Sunday, February 14, 2010

The Traveling Onion

As Professor Corrigan stated, "reading is more than looking at words in sequence." Analyzing literature is part attitude and part technique. 
My first impression after reading The Traveling Onion was very different after discussing the poem as a group. Initially, I thought the author was talking about a literal onion. I was amazed at what a huge deal the writer was making about a mere vegetable. 

  After reading the poem through once I wrote " I found this to be very interesting and in depth for something as insignificant as an onion. I am still trying to understand a deeper meaning that the author might have been trying to portray." 

     " An onion falls apart on the chopping block, a history revealed." 

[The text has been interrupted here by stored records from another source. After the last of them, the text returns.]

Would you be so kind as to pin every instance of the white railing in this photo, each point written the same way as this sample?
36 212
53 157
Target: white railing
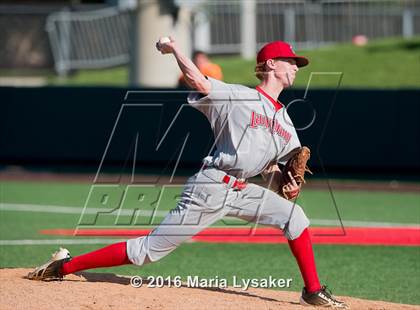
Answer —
232 26
89 39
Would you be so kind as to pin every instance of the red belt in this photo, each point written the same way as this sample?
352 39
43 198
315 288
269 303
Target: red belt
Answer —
236 184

I didn't understand exactly what kind of history an onion could hold at first. 
After discussing the poem as a class, my  view definitely changed. After talking about the poem's content and observing an actual onion being chopped into pieces, it was easier to visualize and understand the poem itself. 
I began to understand the meaning behind "a history revealed." As I saw the onion being chopped up and its individual layers being divided, I began to realize the history and story every single thing holds behind its exterior. We, as people, all have a story to tell. 
Towards the end of the poem Nye states, " And I would never scold the onion for causing tears. It is right that tears fall for something small and forgotten. How at meal, we sit to eat, commenting on texture of meat or herbal aroma but never on the translucence of onion, now limp, now divided."
It reminded me how easily we can look past or ignore people who have such amazing stories and testimonies to share. 

I definitely learned that first impressions can be very misleading from this experiment.